Regal Cinemas announced the closure of its 536 theaters across the country Monday. This makes sense because there aren’t any new releases after Christopher Nolan’s Tenet, noteworthy solely as the only show in town. Everyone else has delayed — also on Monday, the Dune remake was punted from this December until next October — or tried to charge audiences theater prices for watching over their streaming services. 

I rejected the latter gimmick and earned a spot as one of the last people to watch a movie in the wild. I attended a morning showing of Emma just before the shutdown took out non-essential businesses in northern Virginia back in March — more than half a year ago, an unimaginable span of time by 2020’s standards.

I intended to make a point by going in person, but actually few seemed interested in taking in what could have been their last film in theaters before the COVID meteor strike killed off these big, beautiful cinematic dinosaurs. It was just me and a couple women with their babies on a mom date.

Tell me if I’ve preemptively printed the obituary. To be sure, matters will improve, for the theaters that can wait that long, once people calm down enough to sit in a room with strangers — strangers who breathe and exhale droplets — for two hours. But it’s curtains for the massive, shabby halls in the outskirts of every midsize town offering nothing more than a blank wall, a cushioned seat, and very cool geometrically patterned carpet.

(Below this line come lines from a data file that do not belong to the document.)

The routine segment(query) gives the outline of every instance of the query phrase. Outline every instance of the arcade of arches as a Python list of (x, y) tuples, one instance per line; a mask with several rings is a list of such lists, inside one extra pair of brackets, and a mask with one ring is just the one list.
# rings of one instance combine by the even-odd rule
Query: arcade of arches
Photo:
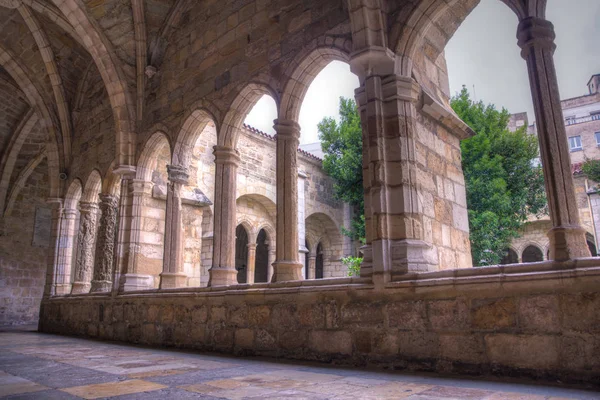
[[(600, 262), (557, 123), (553, 26), (546, 0), (502, 1), (534, 100), (547, 249), (472, 268), (459, 144), (473, 132), (449, 107), (443, 50), (477, 0), (0, 0), (0, 322), (600, 382)], [(334, 60), (360, 81), (360, 248), (298, 150), (304, 95)], [(244, 125), (265, 95), (275, 137)], [(340, 259), (359, 253), (348, 277)]]

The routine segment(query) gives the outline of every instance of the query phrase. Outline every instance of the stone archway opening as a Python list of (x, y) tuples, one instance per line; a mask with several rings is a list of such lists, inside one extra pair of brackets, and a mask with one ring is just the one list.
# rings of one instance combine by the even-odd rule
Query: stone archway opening
[(261, 229), (256, 237), (256, 265), (254, 267), (254, 282), (269, 281), (269, 243), (267, 232)]
[(235, 270), (237, 282), (246, 283), (248, 268), (248, 232), (241, 224), (235, 228)]
[(597, 257), (598, 250), (596, 249), (596, 240), (594, 239), (594, 236), (590, 233), (586, 233), (585, 241), (587, 243), (588, 249), (590, 249), (590, 254), (592, 255), (592, 257)]
[(315, 279), (323, 279), (324, 263), (323, 263), (323, 245), (317, 245), (317, 259), (315, 261)]
[(504, 257), (502, 257), (500, 264), (501, 265), (517, 264), (518, 262), (519, 262), (519, 255), (517, 254), (517, 252), (514, 251), (513, 249), (508, 248), (508, 249), (506, 249)]
[(523, 250), (522, 260), (524, 263), (544, 261), (544, 253), (534, 245), (529, 245)]

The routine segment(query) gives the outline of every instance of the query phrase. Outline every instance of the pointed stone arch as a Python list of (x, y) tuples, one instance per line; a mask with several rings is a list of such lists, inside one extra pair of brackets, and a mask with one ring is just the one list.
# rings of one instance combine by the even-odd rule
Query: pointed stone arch
[(150, 167), (151, 162), (159, 152), (163, 146), (169, 147), (169, 153), (171, 153), (171, 141), (169, 140), (169, 135), (162, 131), (155, 132), (150, 138), (146, 141), (144, 146), (142, 147), (142, 152), (137, 162), (136, 169), (136, 178), (144, 181), (152, 180), (152, 169)]
[(98, 23), (88, 15), (85, 5), (77, 0), (53, 0), (75, 29), (104, 81), (113, 110), (119, 165), (135, 165), (136, 112), (133, 96), (114, 49)]
[(275, 100), (277, 109), (279, 109), (279, 96), (266, 83), (250, 82), (239, 91), (223, 118), (221, 129), (217, 131), (220, 146), (235, 149), (246, 115), (248, 115), (252, 107), (264, 95), (271, 96)]
[(179, 129), (175, 146), (173, 148), (173, 164), (188, 168), (191, 155), (198, 137), (210, 122), (215, 124), (217, 138), (219, 126), (217, 125), (218, 110), (209, 102), (201, 101), (195, 104), (193, 111), (187, 113), (184, 122)]
[(37, 156), (32, 158), (29, 163), (23, 168), (23, 170), (19, 173), (17, 180), (12, 185), (12, 189), (10, 190), (7, 200), (6, 200), (6, 211), (4, 212), (5, 216), (10, 216), (12, 214), (13, 207), (17, 200), (21, 189), (25, 187), (27, 183), (27, 179), (33, 173), (33, 171), (37, 168), (38, 165), (41, 164), (42, 161), (46, 158), (46, 149), (42, 150)]
[(279, 119), (298, 121), (304, 96), (315, 77), (332, 61), (349, 63), (350, 52), (346, 48), (317, 47), (309, 52), (300, 53), (287, 68), (287, 77), (281, 104)]
[(98, 195), (102, 191), (102, 176), (97, 169), (94, 169), (85, 180), (81, 201), (88, 203), (97, 203)]

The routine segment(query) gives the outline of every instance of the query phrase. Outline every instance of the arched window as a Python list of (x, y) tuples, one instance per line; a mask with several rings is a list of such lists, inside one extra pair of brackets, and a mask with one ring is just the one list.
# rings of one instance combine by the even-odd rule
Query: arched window
[(254, 282), (269, 281), (269, 245), (267, 232), (261, 229), (256, 238), (256, 265), (254, 267)]
[(317, 261), (315, 263), (315, 278), (323, 279), (323, 245), (317, 245)]
[(235, 229), (235, 269), (238, 283), (246, 283), (248, 262), (248, 232), (242, 225)]
[(534, 245), (529, 245), (523, 250), (522, 260), (524, 263), (527, 262), (538, 262), (544, 260), (544, 254), (539, 247)]
[(505, 264), (517, 264), (519, 262), (519, 256), (513, 249), (506, 249), (506, 254), (500, 260), (501, 265)]

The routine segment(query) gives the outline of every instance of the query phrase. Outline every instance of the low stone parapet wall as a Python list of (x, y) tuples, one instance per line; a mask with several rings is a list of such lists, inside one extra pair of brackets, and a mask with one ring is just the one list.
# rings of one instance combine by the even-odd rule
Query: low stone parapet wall
[[(600, 382), (598, 260), (364, 279), (80, 295), (40, 331), (238, 355)], [(318, 283), (318, 285), (315, 285)]]

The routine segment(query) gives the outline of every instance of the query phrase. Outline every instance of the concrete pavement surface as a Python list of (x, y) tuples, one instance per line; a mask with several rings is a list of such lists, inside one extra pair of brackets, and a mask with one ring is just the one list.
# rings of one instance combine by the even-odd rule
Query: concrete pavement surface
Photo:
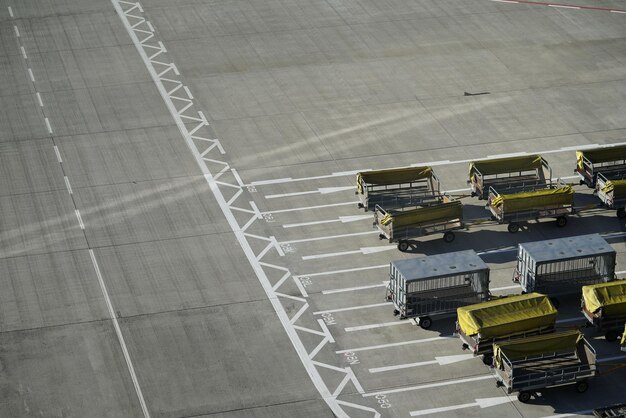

It’s sad, though I’m more of a Criterion Channel woman myself, and most of us were becoming streaming people even before COVID. But something is lost when we can’t stand around the water cooler or hover over our phones complaining about what a mistake it was to go watch another superhero movie last weekend — and yet how it was still sort of awesome to have our eardrums blown out by the Marvel or DC Comics world being saved all over again.

There for a while, we couldn’t resist overpaying for even the worst Hollywood had to offer us. Tenet may have been the last of that bittersweet kind of commiseration.

Is the COVID fallout forcing us to fight to regain our sanity, inch by inch?

I’ve just started reading a music critic’s book about discovering classical music late in life. It’s called A Sound Mind, which is a title worth thinking about. 

My path to classical music was different than Paul Morley’s, and maybe easier. My mom found a smart way to get a breather from her pestering eldest daughter by enrolling me in piano lessons, so “the greats” never felt foreign. 

But maybe I didn’t appreciate that greatness as Morley did, and that’s why I strayed, and, for example, let my college boyfriend poison my ears with acts like Father John Misty, who always sounded like a pale substitute for something anyway.

After COVID, though, I’m back, because only the strongest stuff seems to work now.

That’s true outside of music, too. A coworker told me that because of the COVID reset, she has also found herself hungering for “real — in every form.” 

How much of our previous, manic lifestyles stemmed from coping with overstimulation, overscheduling, all kinds of overload? Are you returning to old habits that you had lost, things that feel more authentic and “real”? These days, I often have to talk a walk to get my face out of my computer, bake something to have a tangible creation to share with people, and listen to music to raise my spirits. These are not bad things to “have” to do.

It’s awful that the change had to come this way, and this is a brutal time even for those of us who have it the easiest. But we do change, and there’s a lot to be learned from how we adapt. 

More on this after the book’s release in November — I don’t want to give away too much before it’s published. And besides, it’s long. Morley is chatty.

But I like that he’s taking me along as he attempts to master his subject. It’s a daunting goal to set: having a sound mind. You have to reckon with so much reality.